However, in younger children ‘sibling rivalry’ can involve expressions of hostility between your children where they view each other as rivals competing for your love and affection.  There are times when this form of rivalry will be more pronounced, for example when one child is sick and has received a lot of attention, or if you have a child with additional needs requiring a lot of particular care and attention.

It will also develop in households if a parent is over indulgent towards one child and being overly strict with another.  Another common contributor to this form of rivalry is if a young child hears parents comparing one child with another.  So be mindful of all your children as they take everything on board and love individual attention.  We have provided pointers in earlier blogs on how to ensure you have quality one to one time with your children – see for example ‘Special Time’ and how 15 minutes a day can make such a difference for a young child.

Another key stage for sibling rivalry is with the arrival of a new baby brother or sister.  It is important as a parent, even though it may be challenging, to recognise that this behaviour is actually very common and a ‘normal reaction’ for your now ‘older child’.

So how does this happen?  It is more likely to happen if you make a huge fuss about the arrival of the new baby and in all this excitement, your older child(ren) doesn’t get enough attention and affection.  Feelings of jealousy may be expressed either through aggressive or regressive behaviour.  This aggression can be directed towards you as parent or towards the new ‘intruder’ in the family.  By understanding that these feelings are normal, and when openly expressed, it can be a great sense of relief to children who are worried that their parents won’t love them as much.

Regressive behaviour, on the other hand, involves a return to ‘babyhood’ activities, such as thumb sucking, bed-wetting or soiled pants.  There are many things that we as parents can do to lessen or even prevent sibling rivalry when a new baby is born.

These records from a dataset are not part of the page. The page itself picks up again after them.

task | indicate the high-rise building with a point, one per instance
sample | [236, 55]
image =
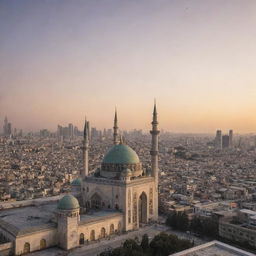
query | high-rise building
[71, 131]
[230, 138]
[218, 140]
[225, 141]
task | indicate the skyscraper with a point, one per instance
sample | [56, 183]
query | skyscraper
[230, 138]
[218, 140]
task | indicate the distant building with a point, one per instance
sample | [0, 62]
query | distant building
[230, 138]
[225, 141]
[218, 140]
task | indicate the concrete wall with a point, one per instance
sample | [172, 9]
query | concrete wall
[98, 225]
[34, 240]
[6, 249]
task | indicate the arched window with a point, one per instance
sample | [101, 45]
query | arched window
[111, 229]
[119, 227]
[81, 238]
[42, 244]
[26, 248]
[103, 233]
[92, 235]
[143, 208]
[96, 201]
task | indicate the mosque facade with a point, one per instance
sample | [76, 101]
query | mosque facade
[119, 196]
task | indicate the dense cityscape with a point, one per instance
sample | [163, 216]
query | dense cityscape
[127, 128]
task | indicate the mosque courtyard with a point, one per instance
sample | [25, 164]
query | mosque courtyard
[97, 247]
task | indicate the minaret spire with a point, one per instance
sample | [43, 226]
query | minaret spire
[115, 128]
[85, 171]
[154, 156]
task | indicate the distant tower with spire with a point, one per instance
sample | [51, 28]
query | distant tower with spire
[85, 170]
[154, 154]
[115, 128]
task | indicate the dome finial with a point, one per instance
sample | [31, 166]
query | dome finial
[115, 128]
[121, 139]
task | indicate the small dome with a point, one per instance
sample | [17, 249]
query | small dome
[121, 154]
[68, 202]
[126, 172]
[77, 182]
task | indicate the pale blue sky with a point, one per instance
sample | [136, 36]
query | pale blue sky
[60, 59]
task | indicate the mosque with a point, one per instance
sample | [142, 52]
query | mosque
[119, 196]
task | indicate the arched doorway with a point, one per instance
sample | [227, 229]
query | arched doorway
[119, 227]
[143, 218]
[42, 244]
[92, 235]
[103, 233]
[26, 248]
[111, 229]
[96, 201]
[81, 238]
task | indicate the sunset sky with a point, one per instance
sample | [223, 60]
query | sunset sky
[62, 59]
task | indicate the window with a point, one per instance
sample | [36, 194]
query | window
[42, 244]
[92, 235]
[111, 229]
[81, 238]
[26, 248]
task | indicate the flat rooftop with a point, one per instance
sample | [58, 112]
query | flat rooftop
[98, 215]
[213, 248]
[28, 219]
[24, 220]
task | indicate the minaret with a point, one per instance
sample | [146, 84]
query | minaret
[154, 158]
[85, 171]
[115, 128]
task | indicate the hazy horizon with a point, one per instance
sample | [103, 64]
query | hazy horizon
[61, 60]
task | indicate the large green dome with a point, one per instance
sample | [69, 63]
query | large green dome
[121, 154]
[68, 202]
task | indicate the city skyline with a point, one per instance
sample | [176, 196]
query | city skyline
[61, 60]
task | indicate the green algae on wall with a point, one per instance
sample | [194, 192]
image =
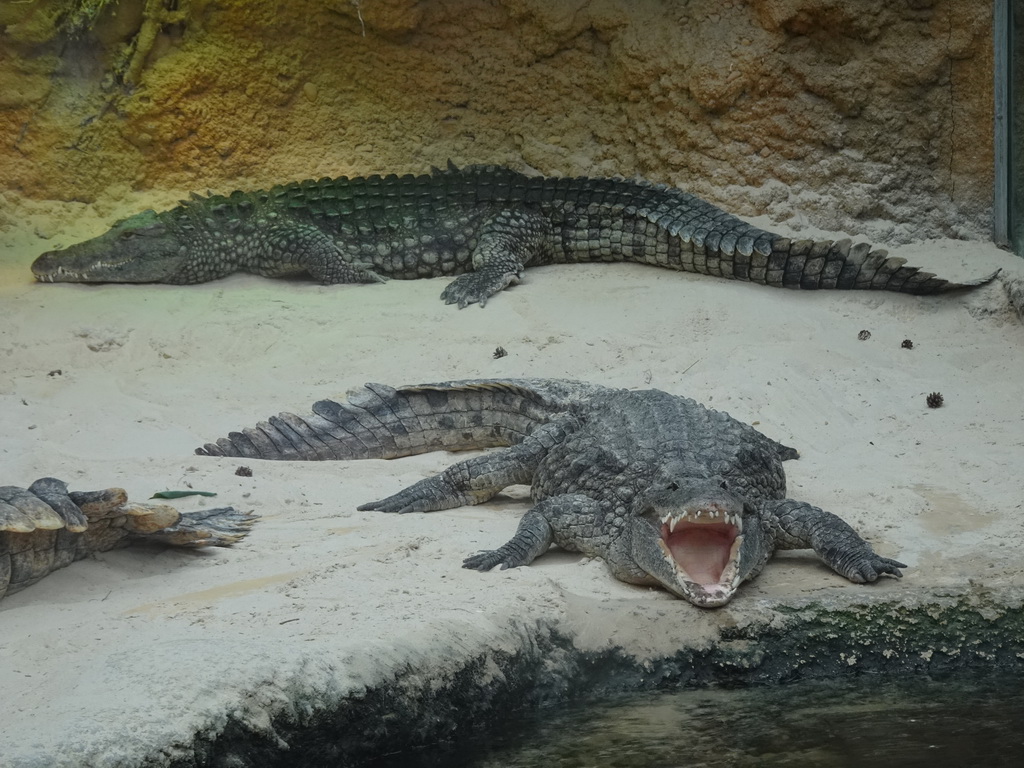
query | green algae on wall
[542, 665]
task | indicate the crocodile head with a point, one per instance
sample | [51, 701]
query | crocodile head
[698, 541]
[138, 249]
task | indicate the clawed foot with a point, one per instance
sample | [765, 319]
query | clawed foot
[488, 559]
[428, 495]
[476, 288]
[870, 568]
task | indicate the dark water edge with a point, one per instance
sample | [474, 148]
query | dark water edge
[426, 717]
[870, 720]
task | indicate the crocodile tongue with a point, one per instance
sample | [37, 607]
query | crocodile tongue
[701, 549]
[704, 547]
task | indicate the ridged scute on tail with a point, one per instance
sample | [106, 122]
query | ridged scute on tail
[381, 422]
[813, 264]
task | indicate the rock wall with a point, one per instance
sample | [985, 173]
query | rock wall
[863, 116]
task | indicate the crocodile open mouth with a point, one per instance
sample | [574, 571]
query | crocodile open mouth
[704, 546]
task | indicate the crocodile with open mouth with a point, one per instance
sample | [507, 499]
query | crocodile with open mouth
[667, 492]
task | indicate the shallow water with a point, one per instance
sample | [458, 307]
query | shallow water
[862, 722]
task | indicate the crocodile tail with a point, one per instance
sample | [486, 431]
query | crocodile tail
[381, 422]
[812, 264]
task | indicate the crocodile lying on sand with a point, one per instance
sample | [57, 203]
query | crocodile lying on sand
[483, 223]
[667, 492]
[45, 527]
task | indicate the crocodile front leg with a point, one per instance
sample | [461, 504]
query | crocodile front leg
[800, 525]
[507, 244]
[567, 519]
[474, 480]
[293, 247]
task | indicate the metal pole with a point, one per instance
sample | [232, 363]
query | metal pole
[1001, 121]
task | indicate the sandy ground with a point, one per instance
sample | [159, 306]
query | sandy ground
[129, 653]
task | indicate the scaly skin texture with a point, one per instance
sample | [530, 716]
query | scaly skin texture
[45, 527]
[667, 492]
[484, 223]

  1. Prepare your child for the arrival of the new baby. It is helpful to make this ‘personally meaningful’ to your child, for example, “You will soon have a baby brother or sister”.   Even if your child is quite young and does not fully understand what you are telling them you should talk about any changes that may occur in their life and to talk openly about the feeling your child may have about these changes.
  2. Involve your older child as much as possible in the preparations for the new baby. This could include preparing the baby’s cot or getting nappies ready.  Even though a toddler or young child are limited in terms of what they can do to help, it is important that their contributions are treated as an important part of the family’s preparation for the new baby.
  3. Set aside some time with your older child on his own after the new baby arrives. Such interaction provides reassurance that they are still loved as much as ever by his parents, even though they have to devote much time to caring for the baby.

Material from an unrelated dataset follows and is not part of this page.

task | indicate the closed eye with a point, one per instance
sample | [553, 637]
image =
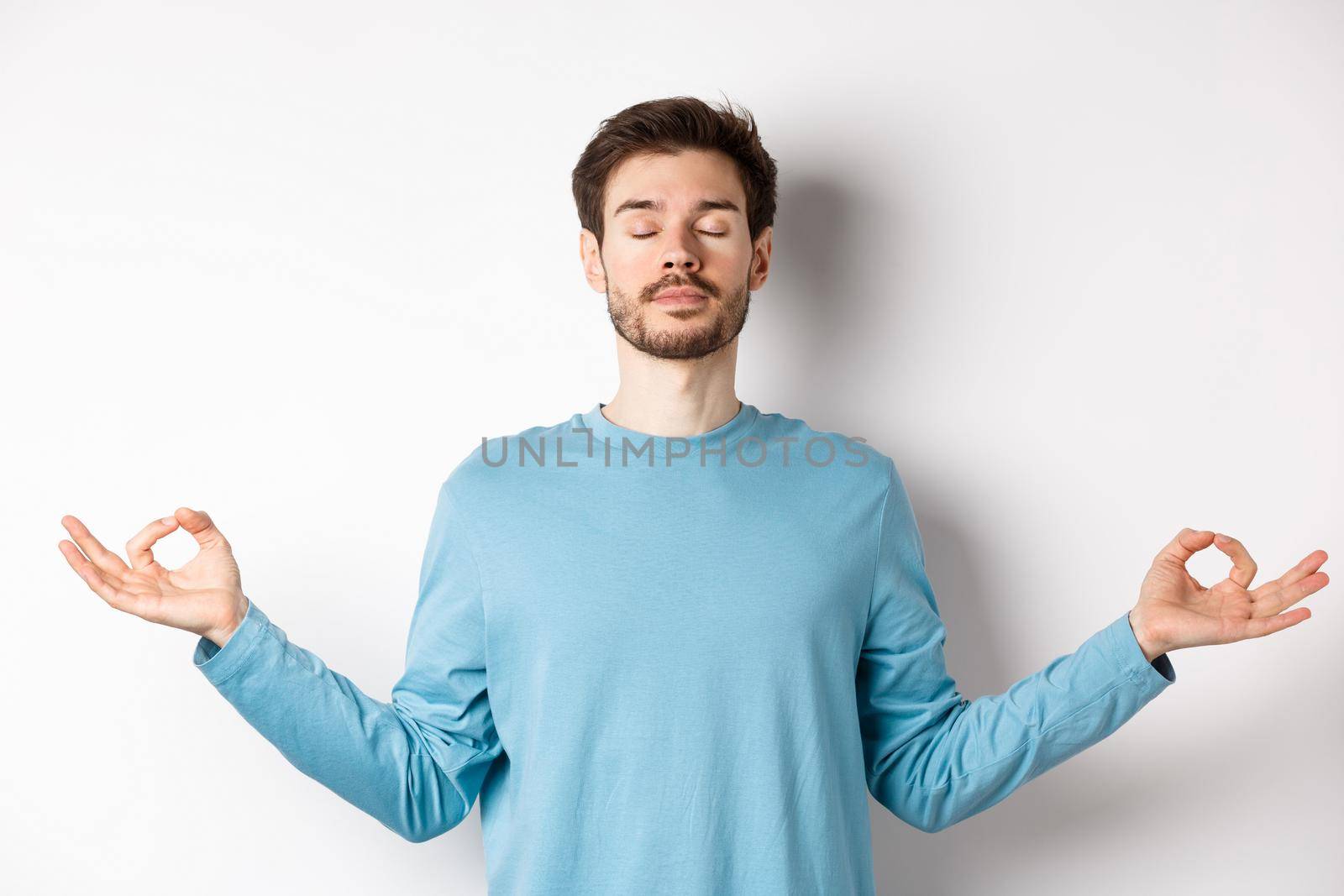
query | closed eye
[707, 233]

Even though the arrival of a new baby can be a key stage for new jealousies, children in the same family will most likely continue to experience sibling rivalry during the pre-school years. And, even though this can be quite trying, it is a normal part of family life.  It is as though young children think our love is limited and we only have a small amount to share. As they get older, of course they learn we have a world of love to share with them.  But you may still get the odd comment like I do when spending one to one with my teenage children  – “Mammy it’s okay to tell me I’m your favourite”!!